Program Difablepreneur Batch 2: Meningkatkan Kemandirian Ekonomi Penyandang Disabilitas
SPJM, salah satu subholding PT Pelabuhan Indonesia (Persero), kembali menggelar program Difablepreneur Batch 2 sebagai bagian dari inisiatif untuk meningkatkan keterampilan dan kemandirian ekonomi penyandang disabilitas. Program ini dilaksanakan dalam kolaborasi dengan Kementerian Sosial (Kemensos) RI melalui Unit Pelaksana Teknis (UPT) Sentra Wirajaya Makassar. Kegiatan ini berlangsung pada tanggal 1-2 Desember di Makassar.
Program Difablepreneur Batch 2 merupakan kelanjutan dari kegiatan serupa yang telah dilaksanakan sebelumnya pada bulan Maret 2024. Tujuan utama dari program ini adalah untuk memberdayakan penyandang disabilitas agar mampu berkarya dan berkompetisi dalam dunia ekonomi melalui pelatihan kerajinan dan pemasaran produk.
Sebanyak 30 peserta mengikuti pelatihan selama dua hari. Materi yang diberikan mencakup pembuatan Batik Ciprat dan Tote Bag, serta sesi tentang sejarah, filosofi, dan tren terkini dalam pemasaran produk. Peserta juga diajarkan teknik praktis dalam membuat produk kerajinan, sehingga mereka dapat memproduksi barang yang bernilai jual tinggi.
Dalam acara tersebut, SPJM bekerja sama dengan trainer dari Sentra Wirajaya Makassar (SWM), sebuah balai rehabilitasi sosial yang khusus menangani penyandang disabilitas fisik dan lansia. Selain itu, pelatihan ini juga melibatkan UMKM binaan SPJM sebagai trainer, sehingga peserta mendapatkan wawasan yang lebih luas dan relevan.

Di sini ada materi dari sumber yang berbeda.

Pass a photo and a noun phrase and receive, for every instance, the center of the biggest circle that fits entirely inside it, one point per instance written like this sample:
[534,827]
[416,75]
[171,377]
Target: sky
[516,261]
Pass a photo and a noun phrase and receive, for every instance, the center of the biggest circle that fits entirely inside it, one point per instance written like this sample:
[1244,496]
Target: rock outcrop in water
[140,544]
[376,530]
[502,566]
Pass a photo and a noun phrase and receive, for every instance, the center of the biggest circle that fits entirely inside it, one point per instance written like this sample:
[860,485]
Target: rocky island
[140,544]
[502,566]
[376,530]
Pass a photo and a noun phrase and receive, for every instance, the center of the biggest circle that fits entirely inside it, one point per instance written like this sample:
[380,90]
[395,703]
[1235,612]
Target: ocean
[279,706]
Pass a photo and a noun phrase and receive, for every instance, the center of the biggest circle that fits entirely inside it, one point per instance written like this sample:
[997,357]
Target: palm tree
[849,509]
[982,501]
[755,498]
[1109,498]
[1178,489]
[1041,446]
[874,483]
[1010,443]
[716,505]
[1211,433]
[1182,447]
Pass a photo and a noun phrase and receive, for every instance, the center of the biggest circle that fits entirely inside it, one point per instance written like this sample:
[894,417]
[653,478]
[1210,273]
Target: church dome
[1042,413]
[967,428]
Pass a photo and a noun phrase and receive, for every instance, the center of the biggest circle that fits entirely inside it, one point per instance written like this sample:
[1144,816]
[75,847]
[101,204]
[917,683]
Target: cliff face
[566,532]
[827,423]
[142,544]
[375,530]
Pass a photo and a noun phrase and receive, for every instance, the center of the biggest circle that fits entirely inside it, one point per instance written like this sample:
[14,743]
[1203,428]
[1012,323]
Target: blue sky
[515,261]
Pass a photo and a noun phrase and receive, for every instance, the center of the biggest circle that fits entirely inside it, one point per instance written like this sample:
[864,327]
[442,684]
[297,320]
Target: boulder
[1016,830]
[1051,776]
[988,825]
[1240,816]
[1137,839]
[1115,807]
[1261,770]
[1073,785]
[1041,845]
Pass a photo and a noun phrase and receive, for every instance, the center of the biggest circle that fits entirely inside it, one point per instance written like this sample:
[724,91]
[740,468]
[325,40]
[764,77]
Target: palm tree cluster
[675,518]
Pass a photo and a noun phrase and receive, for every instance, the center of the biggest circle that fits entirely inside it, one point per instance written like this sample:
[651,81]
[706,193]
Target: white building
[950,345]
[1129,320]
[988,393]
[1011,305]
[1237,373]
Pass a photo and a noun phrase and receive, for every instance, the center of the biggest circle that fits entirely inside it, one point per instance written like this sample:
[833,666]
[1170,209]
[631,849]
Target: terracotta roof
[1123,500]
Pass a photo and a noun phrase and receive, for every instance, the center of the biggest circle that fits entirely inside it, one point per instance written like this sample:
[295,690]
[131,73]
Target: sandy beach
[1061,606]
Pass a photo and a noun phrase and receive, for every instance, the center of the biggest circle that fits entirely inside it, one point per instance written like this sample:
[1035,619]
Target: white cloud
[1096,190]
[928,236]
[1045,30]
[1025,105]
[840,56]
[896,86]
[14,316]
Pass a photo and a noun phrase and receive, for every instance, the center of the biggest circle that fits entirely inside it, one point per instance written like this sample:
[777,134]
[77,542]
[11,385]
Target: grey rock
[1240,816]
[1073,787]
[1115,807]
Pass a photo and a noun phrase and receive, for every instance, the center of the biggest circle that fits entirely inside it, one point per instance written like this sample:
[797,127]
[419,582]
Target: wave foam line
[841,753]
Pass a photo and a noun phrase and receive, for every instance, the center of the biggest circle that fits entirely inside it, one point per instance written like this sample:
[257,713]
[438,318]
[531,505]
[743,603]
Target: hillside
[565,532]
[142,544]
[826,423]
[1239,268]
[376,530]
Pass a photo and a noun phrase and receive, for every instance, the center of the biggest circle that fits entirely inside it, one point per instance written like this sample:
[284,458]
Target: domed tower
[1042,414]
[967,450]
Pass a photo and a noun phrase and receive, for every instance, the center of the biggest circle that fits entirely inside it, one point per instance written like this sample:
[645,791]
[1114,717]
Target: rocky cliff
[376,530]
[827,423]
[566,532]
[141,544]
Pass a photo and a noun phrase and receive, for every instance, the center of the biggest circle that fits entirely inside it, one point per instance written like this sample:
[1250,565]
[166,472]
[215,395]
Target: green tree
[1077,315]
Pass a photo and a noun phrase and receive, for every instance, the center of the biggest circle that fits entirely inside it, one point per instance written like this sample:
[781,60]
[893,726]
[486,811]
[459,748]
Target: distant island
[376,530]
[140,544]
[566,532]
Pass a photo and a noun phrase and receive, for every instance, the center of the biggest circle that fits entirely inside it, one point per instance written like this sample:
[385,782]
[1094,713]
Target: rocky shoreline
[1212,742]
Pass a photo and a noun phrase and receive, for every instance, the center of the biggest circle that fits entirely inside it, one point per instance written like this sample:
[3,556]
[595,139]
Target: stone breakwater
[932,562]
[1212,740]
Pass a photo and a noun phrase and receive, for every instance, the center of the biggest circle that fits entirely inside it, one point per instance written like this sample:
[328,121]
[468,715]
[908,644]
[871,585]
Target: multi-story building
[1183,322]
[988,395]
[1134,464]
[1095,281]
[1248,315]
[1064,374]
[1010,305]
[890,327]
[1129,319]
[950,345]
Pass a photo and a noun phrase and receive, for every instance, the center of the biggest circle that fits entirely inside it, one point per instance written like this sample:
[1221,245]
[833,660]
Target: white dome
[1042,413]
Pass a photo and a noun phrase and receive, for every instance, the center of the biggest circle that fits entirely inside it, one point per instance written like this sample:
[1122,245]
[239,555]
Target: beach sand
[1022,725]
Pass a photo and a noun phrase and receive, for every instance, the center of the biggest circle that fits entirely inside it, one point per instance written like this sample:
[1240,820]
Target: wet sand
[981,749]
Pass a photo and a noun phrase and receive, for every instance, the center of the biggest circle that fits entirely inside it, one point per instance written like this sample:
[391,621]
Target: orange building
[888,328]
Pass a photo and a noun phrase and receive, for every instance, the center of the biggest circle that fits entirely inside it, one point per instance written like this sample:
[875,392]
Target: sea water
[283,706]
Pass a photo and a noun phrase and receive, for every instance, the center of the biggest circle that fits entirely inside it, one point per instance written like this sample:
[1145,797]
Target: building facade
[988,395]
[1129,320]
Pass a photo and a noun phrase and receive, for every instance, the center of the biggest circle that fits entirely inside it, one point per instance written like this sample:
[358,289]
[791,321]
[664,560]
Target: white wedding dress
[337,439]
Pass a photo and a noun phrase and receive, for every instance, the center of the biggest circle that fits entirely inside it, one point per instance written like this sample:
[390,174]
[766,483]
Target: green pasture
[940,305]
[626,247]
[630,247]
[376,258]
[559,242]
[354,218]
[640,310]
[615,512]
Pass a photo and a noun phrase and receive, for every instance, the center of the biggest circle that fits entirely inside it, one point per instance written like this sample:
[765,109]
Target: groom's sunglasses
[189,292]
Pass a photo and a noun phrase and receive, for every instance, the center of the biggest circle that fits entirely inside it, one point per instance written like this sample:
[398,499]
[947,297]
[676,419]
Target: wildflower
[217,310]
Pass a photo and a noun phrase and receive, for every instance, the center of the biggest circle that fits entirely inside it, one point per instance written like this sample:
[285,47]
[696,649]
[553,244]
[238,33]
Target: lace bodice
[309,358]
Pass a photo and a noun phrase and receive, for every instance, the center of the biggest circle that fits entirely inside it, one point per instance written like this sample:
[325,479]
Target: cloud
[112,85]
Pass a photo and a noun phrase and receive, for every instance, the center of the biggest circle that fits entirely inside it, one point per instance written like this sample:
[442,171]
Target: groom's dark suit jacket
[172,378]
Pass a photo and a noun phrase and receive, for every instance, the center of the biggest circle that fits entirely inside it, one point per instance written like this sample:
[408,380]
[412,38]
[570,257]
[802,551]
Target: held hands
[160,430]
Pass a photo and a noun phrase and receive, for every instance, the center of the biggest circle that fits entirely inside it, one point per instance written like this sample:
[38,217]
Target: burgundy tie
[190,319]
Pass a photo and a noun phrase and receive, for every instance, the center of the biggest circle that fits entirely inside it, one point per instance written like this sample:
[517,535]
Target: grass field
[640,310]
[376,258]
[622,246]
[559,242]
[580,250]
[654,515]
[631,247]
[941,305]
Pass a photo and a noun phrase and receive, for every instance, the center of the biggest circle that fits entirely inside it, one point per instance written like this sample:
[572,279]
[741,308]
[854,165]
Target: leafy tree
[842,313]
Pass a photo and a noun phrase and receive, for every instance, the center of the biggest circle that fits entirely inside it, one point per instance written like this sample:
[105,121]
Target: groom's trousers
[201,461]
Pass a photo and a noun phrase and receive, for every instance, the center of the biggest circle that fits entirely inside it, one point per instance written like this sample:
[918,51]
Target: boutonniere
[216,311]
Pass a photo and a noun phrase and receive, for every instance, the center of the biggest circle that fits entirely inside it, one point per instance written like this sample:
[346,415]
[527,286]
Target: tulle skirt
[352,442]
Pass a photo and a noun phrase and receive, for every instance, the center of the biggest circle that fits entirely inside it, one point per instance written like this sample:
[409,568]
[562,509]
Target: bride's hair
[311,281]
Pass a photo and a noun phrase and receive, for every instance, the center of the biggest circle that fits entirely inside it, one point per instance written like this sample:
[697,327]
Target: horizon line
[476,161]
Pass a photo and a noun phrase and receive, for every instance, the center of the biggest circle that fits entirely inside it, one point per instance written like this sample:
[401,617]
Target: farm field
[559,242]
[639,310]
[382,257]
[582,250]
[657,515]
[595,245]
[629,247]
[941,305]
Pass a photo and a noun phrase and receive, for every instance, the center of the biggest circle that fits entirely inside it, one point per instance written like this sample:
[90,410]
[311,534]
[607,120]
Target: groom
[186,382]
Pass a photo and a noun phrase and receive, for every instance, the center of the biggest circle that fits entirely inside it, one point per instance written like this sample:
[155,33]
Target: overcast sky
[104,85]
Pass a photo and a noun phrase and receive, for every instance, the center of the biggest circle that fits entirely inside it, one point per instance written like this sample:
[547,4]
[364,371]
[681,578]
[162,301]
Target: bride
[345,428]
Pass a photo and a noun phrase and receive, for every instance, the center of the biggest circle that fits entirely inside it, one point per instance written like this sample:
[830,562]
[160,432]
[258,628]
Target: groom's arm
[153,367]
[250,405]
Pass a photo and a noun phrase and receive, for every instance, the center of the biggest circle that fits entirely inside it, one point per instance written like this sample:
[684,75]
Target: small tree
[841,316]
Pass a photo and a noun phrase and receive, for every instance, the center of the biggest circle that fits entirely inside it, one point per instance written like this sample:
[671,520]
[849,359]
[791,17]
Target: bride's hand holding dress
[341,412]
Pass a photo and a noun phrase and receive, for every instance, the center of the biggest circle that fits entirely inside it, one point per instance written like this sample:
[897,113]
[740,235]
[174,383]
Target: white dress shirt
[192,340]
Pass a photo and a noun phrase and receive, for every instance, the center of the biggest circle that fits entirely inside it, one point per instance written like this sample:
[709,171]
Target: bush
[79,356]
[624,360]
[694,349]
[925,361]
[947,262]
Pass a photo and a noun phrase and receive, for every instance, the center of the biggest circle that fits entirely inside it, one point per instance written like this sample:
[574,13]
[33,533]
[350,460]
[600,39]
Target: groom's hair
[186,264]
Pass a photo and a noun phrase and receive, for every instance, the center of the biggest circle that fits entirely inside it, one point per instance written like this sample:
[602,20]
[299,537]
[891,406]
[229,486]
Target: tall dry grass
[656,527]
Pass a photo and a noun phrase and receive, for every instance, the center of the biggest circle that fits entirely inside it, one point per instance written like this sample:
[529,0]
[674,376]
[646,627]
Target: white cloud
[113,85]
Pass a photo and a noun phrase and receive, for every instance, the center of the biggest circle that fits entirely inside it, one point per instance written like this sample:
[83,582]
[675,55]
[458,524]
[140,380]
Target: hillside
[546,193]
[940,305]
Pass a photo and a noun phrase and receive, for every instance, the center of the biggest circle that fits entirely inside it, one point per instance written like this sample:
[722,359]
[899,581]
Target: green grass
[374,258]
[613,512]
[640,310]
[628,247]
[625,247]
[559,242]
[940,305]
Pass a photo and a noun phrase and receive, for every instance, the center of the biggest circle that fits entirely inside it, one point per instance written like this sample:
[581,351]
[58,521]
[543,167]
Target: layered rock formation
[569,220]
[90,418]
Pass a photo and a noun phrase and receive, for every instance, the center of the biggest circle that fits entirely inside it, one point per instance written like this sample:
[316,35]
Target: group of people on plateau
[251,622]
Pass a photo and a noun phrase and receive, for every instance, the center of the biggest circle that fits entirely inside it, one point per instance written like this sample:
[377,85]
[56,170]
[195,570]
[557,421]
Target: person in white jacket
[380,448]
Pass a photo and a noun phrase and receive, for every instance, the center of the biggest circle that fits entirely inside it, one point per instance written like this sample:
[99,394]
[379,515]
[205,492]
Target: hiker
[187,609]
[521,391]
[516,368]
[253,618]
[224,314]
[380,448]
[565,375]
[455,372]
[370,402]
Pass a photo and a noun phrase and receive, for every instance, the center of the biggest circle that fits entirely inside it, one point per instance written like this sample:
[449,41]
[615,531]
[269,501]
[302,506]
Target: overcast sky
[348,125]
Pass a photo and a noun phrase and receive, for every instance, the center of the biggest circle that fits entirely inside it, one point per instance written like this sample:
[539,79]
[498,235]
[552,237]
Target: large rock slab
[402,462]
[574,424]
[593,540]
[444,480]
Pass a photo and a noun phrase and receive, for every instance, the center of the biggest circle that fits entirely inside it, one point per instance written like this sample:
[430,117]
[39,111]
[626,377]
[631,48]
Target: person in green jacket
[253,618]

Kolaborasi untuk Pemberdayaan Berkelanjutan
Menurut SVP Sekretaris Perusahaan SPJM, Tubagus Patrick, program ini merupakan bentuk dukungan berkelanjutan bagi penyandang disabilitas. Ia menjelaskan bahwa budaya inklusivitas menjadi salah satu faktor utama dalam pengembangan program ini. “Kami yakin pelatihan ini akan memberikan manfaat nyata kepada peserta, termasuk dalam hal meningkatkan kapabilitas dan kemampuan mereka dalam berbisnis,” ujarnya.
Selain itu, pelatihan ini juga sejalan dengan tujuan Sustainable Development Goals (SDGs), khususnya dalam bidang pendidikan berkualitas. Program ini bertujuan untuk menyediakan akses pendidikan yang inklusif, adil, dan berkualitas bagi semua, serta mendorong peluang pembelajaran sepanjang hayat.
Patrick menambahkan bahwa SPJM akan melakukan pendampingan pasca-pelatihan. Pendampingan ini mencakup strategi pemasaran dan penjualan produk hasil dari pelatihan. “Insya Allah, kami akan terus mendukung peserta agar dapat membangun usaha mandiri dan berkontribusi positif bagi masyarakat,” katanya.
Memperingati Hari Disabilitas Internasional 2025
Program Difablepreneur Batch 2 juga dilaksanakan dalam rangka memperingati Hari Disabilitas Internasional 2025 yang jatuh pada 3 Desember 2025. Tema peringatan tahun ini adalah “Mewujudkan masyarakat yang ramah dan inklusif bagi penyandang disabilitas demi mendorong kemajuan sosial”.
Selain pelatihan, kegiatan ini dirangkaikan dengan penyerahan bantuan alat bantu disabilitas. Bantuan yang diberikan meliputi 4 unit kursi roda elektrik, 8 unit kursi roda manual, dan 20 unit tongkat jalan. Penyerahan bantuan ini bertujuan untuk meningkatkan kualitas hidup para penyandang disabilitas dan memfasilitasi mobilitas mereka.
Harapan untuk Masa Depan yang Lebih Baik
Harapan besar diucapkan oleh SPJM dan Kemensos RI bahwa pelatihan ini menjadi inspirasi bagi berbagai pihak untuk lebih mendukung kemandirian ekonomi dan sosial bagi penyandang disabilitas. Dengan adanya program seperti ini, diharapkan masyarakat semakin sadar akan pentingnya inklusi dan kesetaraan.